An estimated 15 million adults suffer from food allergies, but that doesn’t account for all the people who have food intolerances or sensitivities. These sensitivities don’t show up on allergy tests; rather, they cause certain reactions or symptoms, which people may pass off as “something that just happens,” so to speak.
Let us explain something: Things don’t “just happen.” Skin flare-ups, inflammation, motility issues, microbial imbalance, or digestive issues are common symptoms of food intolerances or sensitivities. The foods that cause these symptoms can be difficult to identify, especially if you eat a wide variety of foods. Doing a food allergy test may be illuminating for some people, but the rest can greatly benefit from an elimination diet.
The elimination diet is a short-term program that forces you to eliminate certain foods, which may be causing allergic or digestive reactions, from your diet. After about a month without the foods in your diet, you can reintroduce them in order to identify which foods the body does not agree with. People do elimination diets to figure out what is causing certain symptoms or health-related issues, such as acne, diarrhea, constipation, eczema, or bloating.

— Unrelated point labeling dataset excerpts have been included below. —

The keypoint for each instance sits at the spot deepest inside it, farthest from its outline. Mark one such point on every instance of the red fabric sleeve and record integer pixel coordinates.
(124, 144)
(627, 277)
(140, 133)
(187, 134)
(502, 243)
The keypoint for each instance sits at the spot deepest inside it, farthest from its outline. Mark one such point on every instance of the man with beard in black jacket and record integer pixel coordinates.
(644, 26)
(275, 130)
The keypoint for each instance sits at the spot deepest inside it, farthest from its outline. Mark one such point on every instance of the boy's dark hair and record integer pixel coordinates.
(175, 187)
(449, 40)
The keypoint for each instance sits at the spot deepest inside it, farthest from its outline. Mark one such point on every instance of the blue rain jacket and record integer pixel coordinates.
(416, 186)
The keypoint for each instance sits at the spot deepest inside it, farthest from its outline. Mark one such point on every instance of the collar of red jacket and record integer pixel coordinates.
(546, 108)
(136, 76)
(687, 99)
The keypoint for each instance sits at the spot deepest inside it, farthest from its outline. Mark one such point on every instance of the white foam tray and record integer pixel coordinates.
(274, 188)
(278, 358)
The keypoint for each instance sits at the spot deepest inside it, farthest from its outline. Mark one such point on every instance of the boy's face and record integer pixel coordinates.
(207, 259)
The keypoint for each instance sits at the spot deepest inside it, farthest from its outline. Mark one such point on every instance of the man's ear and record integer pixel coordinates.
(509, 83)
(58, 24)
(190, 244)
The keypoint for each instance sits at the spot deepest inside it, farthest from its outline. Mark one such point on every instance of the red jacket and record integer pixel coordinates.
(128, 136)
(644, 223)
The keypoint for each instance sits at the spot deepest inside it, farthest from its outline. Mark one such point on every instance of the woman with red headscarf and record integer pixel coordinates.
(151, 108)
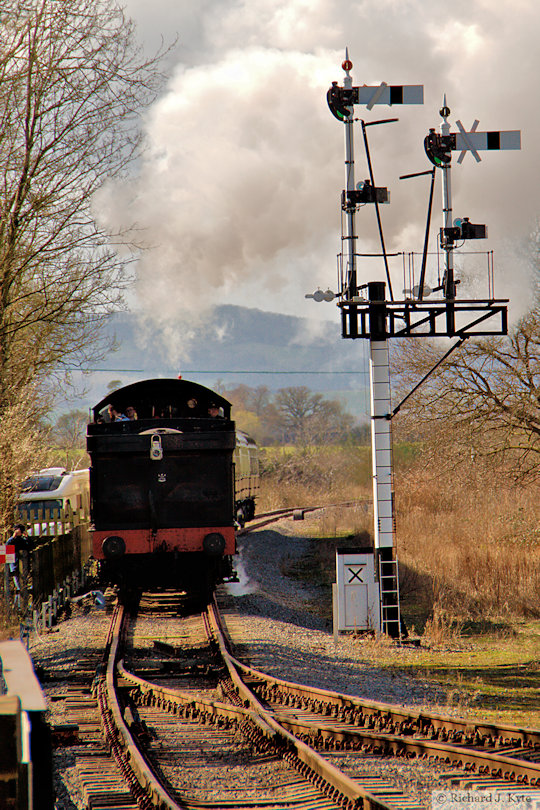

Eliminate The Usual Suspects
Roughly 90% of all food-allergy reactions are caused by eight foods: eggs, nuts, wheat/gluten, soy, fish, shellfish, and dairy products. Elimination diets typically cut out all of the following foods:
- Refined/added sugars
- Certain nightshades (tomatoes, peppers, eggplants, or potatoes)
- All processed, packaged, or fast foods
Elimination diets last for about three to six weeks because it is believed that the antibodies, which your immune system makes upon disagreeing with certain foods, take about three weeks to go away. This allows the person time to heal from sensitivities and notice any improvements without certain foods in his/her diet.
When the body doesn’t agree with something, it constantly sends out inflammatory responses, which can cause harm to the entire body, especially if they are continually being sent. Before you start eliminating foods, take stock on certain things you experience, such as digestive issues, allergies, energy levels, skin issues, or brain fog.
What Do You Eat?
Your diet should be comprised of fresh vegetables, fruits, legumes (like beans and lentils), seaweeds, and gluten-free items like quinoa. You are essentially consuming a vegetarian diet, but make sure that you avoid processed, packaged, or fast food, even if it is vegetarian. Keep this diet for at least one month before reintroducing old foods back into your diet.
How To Reintroduce Food The Right Way
After about a month, pick one food item, which you eliminated, and eat it. Only introduce one eliminated item at a time. You can’t introduce multiple items at once because you won’t know which food gives you a reaction, provided you get a reaction. See how you feel for the next 48 hours. If you don’t experience a reaction, it’s up to you which food you decide to introduce next. Follow the same steps and hopefully nothing happens. If you do notice a reaction, perhaps it is time to stop consuming that specific food or beverage.
Remember that not every blood test can tell you what you are allergic to. By doing an elimination diet, you may discover how to have a healthier body.